I enjoyed being there with everyone, but by this time, I was ready to head back home. I missed being in my house with my things, my walk-in shower, and total quiet when the baby napped. I loved visiting everyone and hope to do it again real soon. I don't know if it will happen that way, since Sam will be away for a year and then we might be over-seas but possibly maybe everyone can come visit us? We could be in Italy or Japan or even Hawaii. Bet no one will bat an eye at the prospect of visiting Hawaii some time?

Tuesday, June 29, 2010

Birthdays, Haircuts & Aquariums

We celebrated Hayden's First Birthday last week. It was simple but special. He loved the mini cake I made him (which was really just a cupcake with icing all around it) and gobbled it up! He of course made a mess, but we knew that would happen. And besides, it's only cake!

He got a lot of presents from everyone. A wagon, a jogging stroller, a trip to the Georgia Aquarium, his first haircut, a Smart Trike tricycle, a savings bond, some toy cars, a sock friend, 2 cakes, and some other items we have not yet received from family members (but we know we are getting because they told us about it). All in all it was a very lovely first birthday. Next year though, we party!

I have been spending the last few days in Atlanta with Sam's dad, visiting the Georgia Aquarium, and getting Hayden's first haircut! We have been having a blast. I like this place. It's busy near the city but I am city girl at heart. I love all the eclectic shopping and easy access to all things awesome! Especially the exhibits and events that happen when your near a big city. I haven't had the chance to enjoy Atlanta too much, we are on a budget this month and what with me going down to West Palm Beach for a visit with my family, I need to be careful where I spend my money. Sam couldn't stay past Monday, unfortunately. He couldn't get the time off of work. And we have a HUGE family reunion to attend in just a few weeks, where he did get time off. I will miss the hubs for the next 2 weeks, but I will enjoy being with my family for that time! I can't wait.

Here's Hayden getting his first haircut. He did so great!:





And here's the Aquarium pictures:

Mommy, daddy and Hayden!

Hayden and his Dan Dan!

Stuff we will (one day) get for our home!

I've been thinking a lot about the place we might live in when we move to our new base location.

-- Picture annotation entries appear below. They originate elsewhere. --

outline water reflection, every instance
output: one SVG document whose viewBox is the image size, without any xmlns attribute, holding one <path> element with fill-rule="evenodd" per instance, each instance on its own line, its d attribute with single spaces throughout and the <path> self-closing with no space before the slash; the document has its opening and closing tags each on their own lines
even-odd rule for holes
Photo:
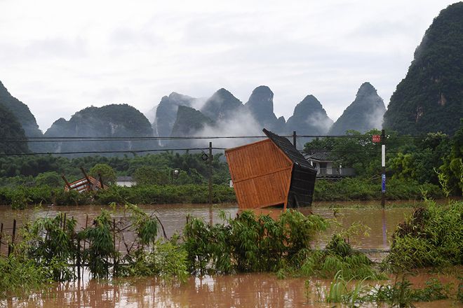
<svg viewBox="0 0 463 308">
<path fill-rule="evenodd" d="M 457 285 L 455 276 L 422 272 L 410 276 L 417 287 L 431 277 Z M 330 281 L 302 278 L 278 279 L 274 274 L 254 273 L 191 277 L 186 283 L 163 281 L 156 278 L 90 280 L 85 283 L 55 284 L 29 299 L 0 301 L 8 307 L 333 307 L 324 302 Z M 392 281 L 389 281 L 391 283 Z M 387 281 L 382 281 L 387 283 Z M 372 285 L 378 282 L 372 281 Z M 308 286 L 308 288 L 307 288 Z M 454 290 L 455 291 L 455 290 Z M 451 300 L 420 302 L 417 307 L 442 307 Z M 344 306 L 347 307 L 347 306 Z M 375 304 L 362 307 L 377 307 Z"/>
<path fill-rule="evenodd" d="M 142 205 L 140 206 L 147 213 L 155 214 L 161 221 L 166 235 L 171 237 L 174 233 L 180 233 L 187 221 L 188 214 L 194 217 L 200 217 L 209 223 L 222 223 L 220 212 L 224 211 L 225 215 L 234 218 L 239 210 L 236 204 L 221 204 L 212 207 L 207 204 L 161 204 L 161 205 Z M 67 213 L 67 217 L 74 217 L 77 220 L 78 230 L 83 229 L 86 223 L 90 224 L 93 220 L 100 214 L 102 206 L 44 206 L 35 209 L 24 211 L 15 211 L 6 207 L 0 208 L 0 223 L 4 223 L 4 232 L 11 234 L 13 227 L 13 220 L 18 220 L 18 226 L 27 220 L 34 220 L 39 217 L 53 217 L 60 212 Z M 269 208 L 256 209 L 256 215 L 269 215 L 276 219 L 282 212 L 280 208 Z M 330 240 L 333 233 L 339 232 L 342 229 L 349 227 L 353 223 L 359 223 L 368 226 L 370 230 L 369 237 L 363 234 L 354 236 L 350 239 L 354 246 L 364 248 L 387 249 L 389 246 L 391 232 L 395 227 L 403 220 L 405 215 L 409 214 L 412 209 L 410 208 L 395 208 L 382 209 L 379 207 L 367 207 L 365 209 L 337 209 L 329 207 L 313 206 L 311 208 L 300 209 L 303 214 L 308 215 L 311 213 L 321 215 L 328 218 L 335 219 L 339 223 L 333 223 L 333 227 L 327 232 L 321 234 L 316 245 L 323 247 Z M 116 208 L 116 218 L 122 216 L 122 207 Z M 130 235 L 128 234 L 128 237 Z M 123 245 L 118 243 L 118 246 L 123 249 Z M 4 255 L 6 254 L 8 248 L 6 245 L 1 245 L 0 253 Z"/>
</svg>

Depending on where, we will either be renting or staying in a house on base. Since I have a 3 person family, a larger house sounds nice! I thought about all the stuff we will bring and all the stuff that will inevitably be sold off or given away. I realized that, though some things we could live without, other things that we need we don't even have! I am making a list of the stuff I would like to aquire, if anything for future reminders, so that I can begin working on this new goal ASAP!

1. Coffee table and matching end tables for living room.
2. A dining table (I have one in mind, it has a wine rack underneath!).
3. A dog. I think I want to try a breeding business... have to figure out which dog I want to breed though. But the first will be strictly for companion purposes.
4. A professional set of pots and pans, preferably Calphalon but a decent set would still be better than the hand-me-down, beaten-up, crusty, rusty, mismatched set (if you can even call it a set) that I already have.
5. A professional knife block set. Wüsthof comes to mind!
6. A chest of drawers for storage purposes, maybe even a hutch? I'm too domestic for my own good.
7. His and Hers computers.
8. Via toy boxes for Hayden's room. They are too adorable, I want them all!
9. Display cases for our abundance of odds and ends.
10. A Cedarworks bunk bed for Hayden's room. This is the créme de la créme of all the things I want to get. Just look at it... you would so want this if you were a kid!

I'm sure there is so much more to add to this list. But I am a realist. And realistically, unless by some miracle we win the lotto that we never play, or inherit some money from our relatives who aren't rich, then these things will only come to us with time and diligent savings. We don't expect to have everything we want in the first few years of being married and having a baby, but we can hope! And the goal is to get these things one day, even if it has to be one pot or knife at a time!